The Great Sand Dunes National Park was an extraordinary place to visit. These pictures can’t convey the amazing beauty of the dunes with the stunning snow-covered backdrop. We were here in the afternoon until the sun was setting during our first day and returned the following morning. It gave us a chance to see the different light and the shadows moving across the sand dunes for some dramatic contrast.
Visiting the Great Sand Dunes Basics and Tips
- Admission Price: $3 per per person; Kids under 18 are free. Some dates are designated for free park admission.
- Go to the Visitor’s Center for maps, guides and interactive exhibits.

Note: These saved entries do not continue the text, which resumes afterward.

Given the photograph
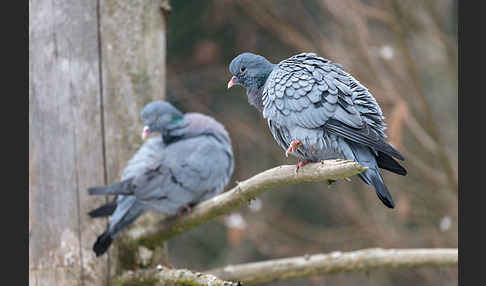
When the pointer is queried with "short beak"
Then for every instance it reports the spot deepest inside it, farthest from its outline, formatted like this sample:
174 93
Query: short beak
232 82
145 133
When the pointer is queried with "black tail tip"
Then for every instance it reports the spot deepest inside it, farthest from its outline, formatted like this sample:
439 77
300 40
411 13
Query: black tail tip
103 211
386 200
102 244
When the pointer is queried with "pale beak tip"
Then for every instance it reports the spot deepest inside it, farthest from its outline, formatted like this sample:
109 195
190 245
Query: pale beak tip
231 82
145 133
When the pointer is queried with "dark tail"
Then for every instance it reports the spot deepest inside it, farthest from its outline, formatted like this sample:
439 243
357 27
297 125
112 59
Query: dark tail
126 212
364 155
373 177
118 188
102 243
104 210
386 162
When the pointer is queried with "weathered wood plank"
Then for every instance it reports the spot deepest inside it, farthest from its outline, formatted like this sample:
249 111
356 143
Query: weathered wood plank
65 143
133 50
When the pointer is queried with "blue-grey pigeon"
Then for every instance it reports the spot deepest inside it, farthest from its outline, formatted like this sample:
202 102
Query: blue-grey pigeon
192 161
317 111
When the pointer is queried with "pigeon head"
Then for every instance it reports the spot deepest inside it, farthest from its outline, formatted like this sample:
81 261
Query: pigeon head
159 116
250 71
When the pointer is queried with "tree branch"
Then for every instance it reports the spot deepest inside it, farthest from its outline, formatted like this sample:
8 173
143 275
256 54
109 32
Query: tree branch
166 276
335 262
244 192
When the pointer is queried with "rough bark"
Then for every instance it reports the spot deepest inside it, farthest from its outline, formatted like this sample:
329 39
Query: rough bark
65 143
243 193
336 262
164 275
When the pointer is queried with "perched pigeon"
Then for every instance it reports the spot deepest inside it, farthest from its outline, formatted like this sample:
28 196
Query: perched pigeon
192 161
317 111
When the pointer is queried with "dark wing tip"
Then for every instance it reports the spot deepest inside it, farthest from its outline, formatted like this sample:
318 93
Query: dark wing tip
102 243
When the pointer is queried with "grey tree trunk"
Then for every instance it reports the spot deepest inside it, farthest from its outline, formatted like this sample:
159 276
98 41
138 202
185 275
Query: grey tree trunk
92 66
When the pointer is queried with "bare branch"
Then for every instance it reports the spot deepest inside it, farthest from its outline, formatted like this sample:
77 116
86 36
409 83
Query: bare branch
166 276
244 192
336 262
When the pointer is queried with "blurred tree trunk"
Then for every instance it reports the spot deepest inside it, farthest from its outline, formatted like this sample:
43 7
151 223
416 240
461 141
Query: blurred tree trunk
92 66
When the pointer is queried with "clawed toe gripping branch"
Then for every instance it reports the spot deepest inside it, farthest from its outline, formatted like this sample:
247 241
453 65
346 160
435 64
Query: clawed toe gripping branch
252 273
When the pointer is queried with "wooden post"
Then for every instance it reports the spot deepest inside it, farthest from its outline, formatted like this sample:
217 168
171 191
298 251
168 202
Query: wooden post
92 66
65 143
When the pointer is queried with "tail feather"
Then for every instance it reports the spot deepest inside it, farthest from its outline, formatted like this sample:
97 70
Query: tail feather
381 190
118 188
363 155
102 243
386 162
104 210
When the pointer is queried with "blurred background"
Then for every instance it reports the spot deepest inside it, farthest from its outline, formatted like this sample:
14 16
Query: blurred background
405 52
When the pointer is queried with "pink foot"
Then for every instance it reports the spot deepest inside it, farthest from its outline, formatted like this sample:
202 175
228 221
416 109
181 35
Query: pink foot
300 164
185 209
292 147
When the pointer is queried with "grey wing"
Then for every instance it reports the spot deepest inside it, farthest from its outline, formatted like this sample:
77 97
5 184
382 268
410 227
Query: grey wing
309 92
146 157
194 169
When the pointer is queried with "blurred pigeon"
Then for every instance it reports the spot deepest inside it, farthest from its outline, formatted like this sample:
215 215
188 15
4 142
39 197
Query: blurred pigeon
317 111
192 161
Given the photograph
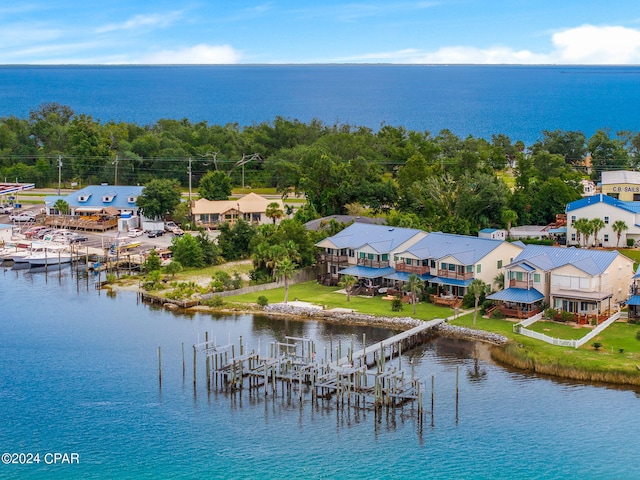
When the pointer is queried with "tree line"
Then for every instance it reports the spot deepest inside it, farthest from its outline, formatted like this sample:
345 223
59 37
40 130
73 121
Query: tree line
416 179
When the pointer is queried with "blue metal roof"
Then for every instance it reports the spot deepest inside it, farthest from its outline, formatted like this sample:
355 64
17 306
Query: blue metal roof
466 249
451 281
367 272
381 238
633 207
404 276
547 258
93 196
519 295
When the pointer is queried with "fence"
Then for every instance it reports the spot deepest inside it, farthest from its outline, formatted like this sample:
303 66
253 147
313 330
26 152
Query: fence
520 328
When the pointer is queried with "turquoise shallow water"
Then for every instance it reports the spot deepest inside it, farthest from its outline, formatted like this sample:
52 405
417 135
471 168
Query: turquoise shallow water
79 374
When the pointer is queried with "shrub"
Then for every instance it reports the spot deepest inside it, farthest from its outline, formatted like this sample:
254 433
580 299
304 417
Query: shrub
215 301
396 305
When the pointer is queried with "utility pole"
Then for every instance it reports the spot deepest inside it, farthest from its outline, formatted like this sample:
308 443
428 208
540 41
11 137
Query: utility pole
59 172
115 162
189 170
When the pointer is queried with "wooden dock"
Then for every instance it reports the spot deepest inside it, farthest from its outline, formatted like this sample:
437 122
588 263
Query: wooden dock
367 378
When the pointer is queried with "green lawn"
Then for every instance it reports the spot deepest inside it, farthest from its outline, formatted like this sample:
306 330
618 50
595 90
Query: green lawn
320 295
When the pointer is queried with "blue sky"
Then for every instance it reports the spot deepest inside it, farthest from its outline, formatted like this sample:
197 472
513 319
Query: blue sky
329 31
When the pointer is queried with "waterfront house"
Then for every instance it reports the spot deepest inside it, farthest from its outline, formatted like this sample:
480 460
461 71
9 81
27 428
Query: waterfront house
252 208
96 207
365 252
451 262
585 283
610 210
621 184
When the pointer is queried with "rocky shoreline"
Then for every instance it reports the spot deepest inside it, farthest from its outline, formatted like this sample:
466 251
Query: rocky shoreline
401 323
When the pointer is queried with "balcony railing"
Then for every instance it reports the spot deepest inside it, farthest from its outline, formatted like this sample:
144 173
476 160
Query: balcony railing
417 269
513 283
332 258
365 262
455 274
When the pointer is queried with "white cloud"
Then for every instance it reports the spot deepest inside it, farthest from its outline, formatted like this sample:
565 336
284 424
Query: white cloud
197 55
599 45
142 21
587 44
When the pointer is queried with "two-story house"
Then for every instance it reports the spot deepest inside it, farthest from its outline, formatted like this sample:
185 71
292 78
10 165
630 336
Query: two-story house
451 262
588 283
364 251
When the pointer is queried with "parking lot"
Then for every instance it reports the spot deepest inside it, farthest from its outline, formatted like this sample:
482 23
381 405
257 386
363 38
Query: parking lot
99 240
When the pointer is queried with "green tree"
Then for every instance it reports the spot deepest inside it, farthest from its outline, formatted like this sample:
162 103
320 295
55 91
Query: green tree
61 206
619 226
215 185
158 198
508 217
274 212
285 270
477 288
415 286
597 224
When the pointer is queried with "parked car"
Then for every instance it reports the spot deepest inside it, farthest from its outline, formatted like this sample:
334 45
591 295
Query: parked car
22 217
77 237
33 231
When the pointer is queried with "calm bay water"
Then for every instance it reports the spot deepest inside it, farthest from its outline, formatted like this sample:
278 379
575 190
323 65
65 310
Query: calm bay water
519 101
79 375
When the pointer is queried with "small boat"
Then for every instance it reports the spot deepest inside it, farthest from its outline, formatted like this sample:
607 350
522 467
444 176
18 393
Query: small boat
53 254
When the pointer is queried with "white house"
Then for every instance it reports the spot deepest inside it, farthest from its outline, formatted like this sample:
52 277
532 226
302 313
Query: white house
609 210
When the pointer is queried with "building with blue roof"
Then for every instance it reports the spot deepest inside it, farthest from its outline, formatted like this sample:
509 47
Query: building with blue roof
364 251
610 210
580 281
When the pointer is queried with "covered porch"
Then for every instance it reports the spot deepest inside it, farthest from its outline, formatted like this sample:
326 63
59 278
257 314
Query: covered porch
520 303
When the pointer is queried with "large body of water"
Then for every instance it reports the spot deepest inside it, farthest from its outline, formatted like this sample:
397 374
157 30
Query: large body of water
519 101
79 375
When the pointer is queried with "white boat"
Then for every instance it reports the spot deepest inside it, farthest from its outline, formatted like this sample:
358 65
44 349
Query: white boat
53 254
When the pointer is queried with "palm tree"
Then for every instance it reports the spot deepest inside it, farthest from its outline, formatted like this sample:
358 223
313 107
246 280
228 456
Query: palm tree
285 269
508 217
582 225
274 212
349 282
61 206
619 226
477 288
415 286
597 224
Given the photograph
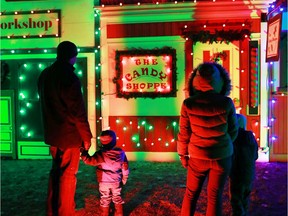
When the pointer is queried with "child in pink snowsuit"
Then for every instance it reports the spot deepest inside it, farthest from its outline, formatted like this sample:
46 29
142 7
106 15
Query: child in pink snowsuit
112 172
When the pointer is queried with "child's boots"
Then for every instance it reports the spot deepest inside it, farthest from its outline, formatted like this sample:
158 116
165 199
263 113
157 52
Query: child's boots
118 210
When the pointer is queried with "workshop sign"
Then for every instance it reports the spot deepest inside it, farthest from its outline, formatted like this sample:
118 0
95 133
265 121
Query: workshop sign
30 24
146 73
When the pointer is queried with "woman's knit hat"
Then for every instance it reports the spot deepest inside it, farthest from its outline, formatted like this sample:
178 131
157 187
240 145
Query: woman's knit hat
66 50
108 139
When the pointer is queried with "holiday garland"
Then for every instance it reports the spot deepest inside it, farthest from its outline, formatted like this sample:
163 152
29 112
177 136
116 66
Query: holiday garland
219 36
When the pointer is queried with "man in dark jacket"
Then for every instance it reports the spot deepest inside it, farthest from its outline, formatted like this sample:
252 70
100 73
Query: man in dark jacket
66 127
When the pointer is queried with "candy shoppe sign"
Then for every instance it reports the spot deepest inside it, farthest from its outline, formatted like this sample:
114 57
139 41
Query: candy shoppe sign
146 73
30 24
273 38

- Get the Junior Ranger booklet for the kids to learn more about the parks, its ecosystem and wildlife. Kids can earn either a patch or badge after completing the activities. My kids enjoyed the packet and were happy to add another badge to their collection.

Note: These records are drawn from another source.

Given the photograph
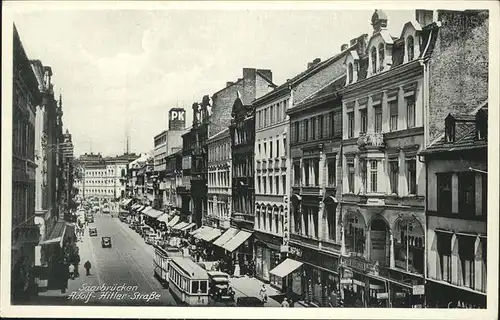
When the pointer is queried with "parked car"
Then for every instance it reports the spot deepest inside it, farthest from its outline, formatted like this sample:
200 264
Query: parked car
93 231
106 242
249 302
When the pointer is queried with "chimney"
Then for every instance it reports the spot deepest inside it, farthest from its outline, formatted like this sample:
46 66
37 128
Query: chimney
424 17
266 73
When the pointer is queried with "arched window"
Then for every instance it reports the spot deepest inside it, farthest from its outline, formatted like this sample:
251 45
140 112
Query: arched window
381 56
410 48
374 60
350 72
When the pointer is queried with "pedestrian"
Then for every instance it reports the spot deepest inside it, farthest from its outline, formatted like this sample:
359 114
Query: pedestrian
71 269
263 293
87 267
285 303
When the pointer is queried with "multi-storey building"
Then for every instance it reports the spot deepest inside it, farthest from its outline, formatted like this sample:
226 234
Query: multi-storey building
165 144
25 234
219 180
457 184
383 219
173 180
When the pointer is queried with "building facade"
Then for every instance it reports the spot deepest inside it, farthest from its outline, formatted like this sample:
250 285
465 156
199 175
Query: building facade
25 233
219 180
457 198
383 218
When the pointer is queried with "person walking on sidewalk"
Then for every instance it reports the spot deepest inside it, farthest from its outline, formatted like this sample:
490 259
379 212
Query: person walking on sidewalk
87 267
285 303
71 269
263 293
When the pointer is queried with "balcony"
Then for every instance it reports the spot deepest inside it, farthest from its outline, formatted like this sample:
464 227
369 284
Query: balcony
371 140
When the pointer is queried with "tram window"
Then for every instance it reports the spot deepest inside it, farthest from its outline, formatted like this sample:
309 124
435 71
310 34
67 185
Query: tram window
195 285
203 287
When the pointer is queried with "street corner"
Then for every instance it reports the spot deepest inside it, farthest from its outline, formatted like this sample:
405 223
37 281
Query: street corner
114 294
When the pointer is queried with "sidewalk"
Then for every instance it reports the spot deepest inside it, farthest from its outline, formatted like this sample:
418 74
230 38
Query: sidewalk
86 253
250 287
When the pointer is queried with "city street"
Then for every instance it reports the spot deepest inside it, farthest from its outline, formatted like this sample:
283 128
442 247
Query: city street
128 262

- Rent a sandboard or sand sled from Kristi Mountain Sports in Alamosa. Cost was about $18 per day. This was worth the detour! Or bring your own but skis and sleds work better with wet sand.
- From the visitor parking lot, the walk to the dunes is about a half mile with the creek flowing in warmer months.
- Be aware that in the summer, sand can get very hot. Hiking should be done early and hydration is very important. The sand was nice and cool during our winter visit.
- There were no food services nearby other than vending machines so pack some snacks or picnic lunches.
- Bring beach and sand toys for some fun in the sand.
- The nearest major airport was Colorado Springs (where we flew) and was a three hour drive to the park.
- Lodging options are limited to camping and tiny lodges usually available during the summer. We stayed at the city of Alamosa (30 minutes) away which had a few chain hotel options.
*Have you visited and enjoyed the Great Sand Dunes National Park or a similar sand dune?